What if you and your partner had a way to avoid getting into escalated arguments? You know, those arguments that don’t go anywhere, where you get irritated and annoyed and angry and self-protective, where you don’t feel heard or understood, and where you lash out at your partner or go off in a huff and nothing changes and the next time it happens all over again?
If you’re like most couples I work with, you are saying “Yes please!” right now. I mean, who wouldn’t want a way to shift a dynamic that is often overwhelming and, worst of all, seems to happen again and again?
This way isn’t easy; in fact, it’s a bit radical. This radical way is to realize, in the moment, that a different way exists.
What happens with most couples when they disagree or argue is that self-protective parts take over. This happens because we don’t feel seen or understood by our partner, and that’s what we want more than anything. But, paradoxically, the way we signal this desperate desire to be seen and understood usually involves blame or avoidance. This is normal for self-protective parts: When we’re in our amygdalas, it’s all about self-protection and not at all about caring for another. However, and as you probably know, this normal phenomenon can wreak havoc on a relationship.
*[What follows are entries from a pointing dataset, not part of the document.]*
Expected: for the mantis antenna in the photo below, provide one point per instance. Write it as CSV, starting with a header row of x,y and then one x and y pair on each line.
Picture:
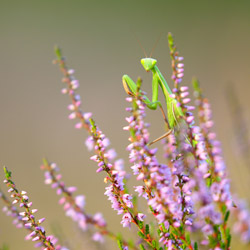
x,y
155,45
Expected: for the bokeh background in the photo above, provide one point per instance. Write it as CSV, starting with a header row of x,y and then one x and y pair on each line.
x,y
98,40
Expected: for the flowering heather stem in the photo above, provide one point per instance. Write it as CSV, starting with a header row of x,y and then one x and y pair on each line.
x,y
38,233
74,206
97,140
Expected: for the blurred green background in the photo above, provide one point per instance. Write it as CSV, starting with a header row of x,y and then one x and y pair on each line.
x,y
98,40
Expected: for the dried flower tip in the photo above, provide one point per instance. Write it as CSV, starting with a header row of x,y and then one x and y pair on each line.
x,y
10,190
78,125
186,100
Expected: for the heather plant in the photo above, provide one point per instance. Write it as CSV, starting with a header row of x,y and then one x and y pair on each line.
x,y
188,196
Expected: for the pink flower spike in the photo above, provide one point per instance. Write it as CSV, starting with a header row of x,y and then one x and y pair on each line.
x,y
184,94
180,75
99,170
186,100
29,204
10,190
72,116
78,125
64,91
183,88
87,115
36,238
15,201
190,119
41,220
180,65
141,216
71,189
28,225
34,211
71,107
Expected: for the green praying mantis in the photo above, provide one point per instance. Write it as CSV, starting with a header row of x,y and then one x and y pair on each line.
x,y
174,113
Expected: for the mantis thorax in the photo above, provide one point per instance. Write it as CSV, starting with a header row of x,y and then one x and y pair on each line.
x,y
148,63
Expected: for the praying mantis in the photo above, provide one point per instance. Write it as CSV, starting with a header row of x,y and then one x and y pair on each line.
x,y
174,113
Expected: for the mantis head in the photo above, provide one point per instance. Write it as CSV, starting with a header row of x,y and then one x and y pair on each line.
x,y
148,63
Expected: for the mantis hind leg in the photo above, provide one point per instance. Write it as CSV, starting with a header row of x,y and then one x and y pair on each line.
x,y
129,85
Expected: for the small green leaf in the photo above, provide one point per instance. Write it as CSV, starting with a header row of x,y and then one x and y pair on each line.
x,y
227,216
141,235
170,40
7,173
195,246
140,223
119,243
142,247
147,229
58,52
188,238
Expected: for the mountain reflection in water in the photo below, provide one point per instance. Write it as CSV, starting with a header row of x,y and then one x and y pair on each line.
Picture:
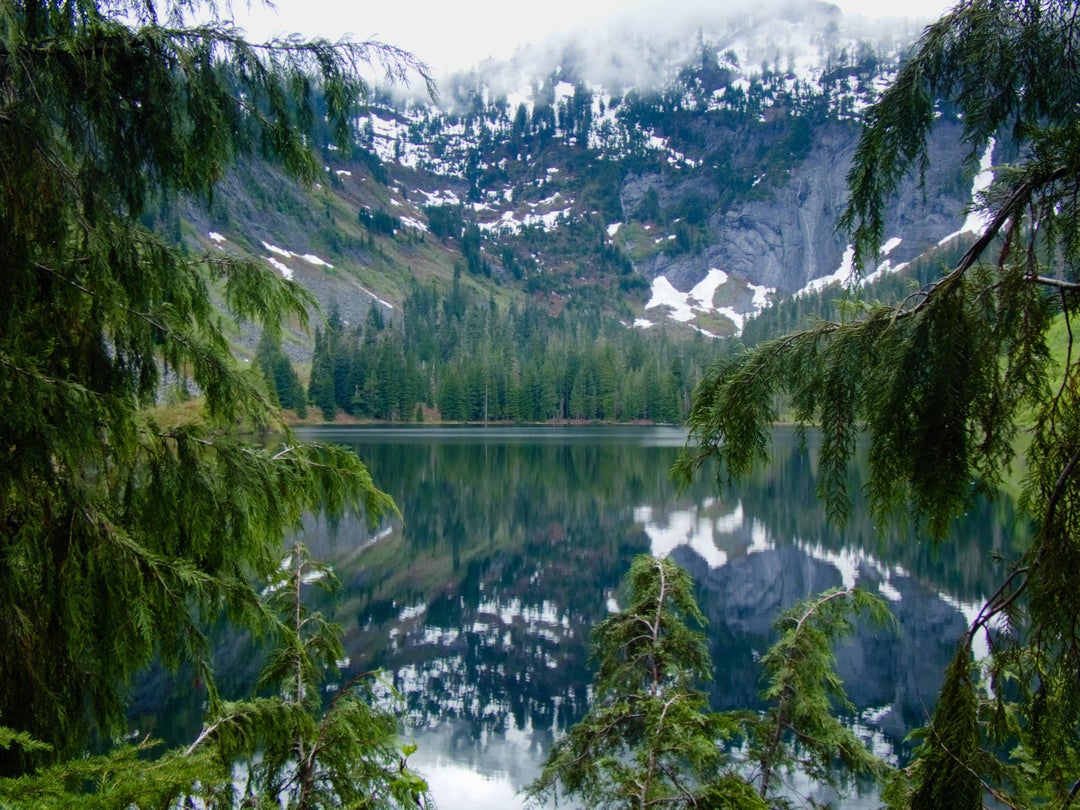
x,y
478,605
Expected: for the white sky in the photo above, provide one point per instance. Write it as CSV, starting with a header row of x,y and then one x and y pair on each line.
x,y
453,35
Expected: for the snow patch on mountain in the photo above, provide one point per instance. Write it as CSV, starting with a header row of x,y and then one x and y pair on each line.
x,y
687,307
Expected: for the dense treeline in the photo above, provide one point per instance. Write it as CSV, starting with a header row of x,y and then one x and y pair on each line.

The different way is this: In the moment of escalation, or ideally before you get escalated, take a step back. Take a step back from your triggered part and say to yourself – oh, I’m getting defensive, or, oh, this self-protective part is up. If I’m defensive or self-protective, I’m going to get sucked right into a dysfunctional pattern of interaction. Instead, I am going to choose a different way. Then, in that moment, go ahead and flash a peace sign – or, as I like to call it, “peace out” to your partner.
There! That’s it! Instead of blaming or criticizing, instead of defending yourself or distancing, peace out to your partner.
Peacing out is not easy. It’s actually quite difficult because in these moments of feeling misunderstood, our amygdalas activate and the more rational and relational parts of our brain shut down. This all happens on a subconscious level, and it may feel impossible to unblend from strong feelings that can arise. I encourage my couples to use body cues to recognize when they are in these states. For some, heart rates go up; others get a knot in their stomach or tension in their shoulders. The simple act of recognizing body cues can be enough to take a step back and realize that there is a choice here to do something different – to peace out to your partner.
So. How exactly does it work?
Begin with finding a calm moment and agreeing with your partner that you need a different way to navigate these fraught times. Agree that either of you can peace out when feeling triggered or escalated. Agree that this means that you will both take a break and settle your nervous systems. This could be by distracting yourself with music or social media, or by taking a walk, or by taking deep abdominal breaths, or anything else that works for you. And finally, and very importantly, agree that peacing out means you will return after x amount of time to process what happened. This part is so important! The part of returning to process what happened. There are lots of tools to support this part – I especially love the Grok Cards based on Marshall Rosenberg’s Nonviolent Communication.
I encourage my couples to experiment with peacing out to each other, to try it and see what happens – just as I encourage you now. Just try it and see. It has proven to be a powerful relationship enhancer for my couples. And if you are intrigued but find yourself stuck, reach out to a couples counselor for support.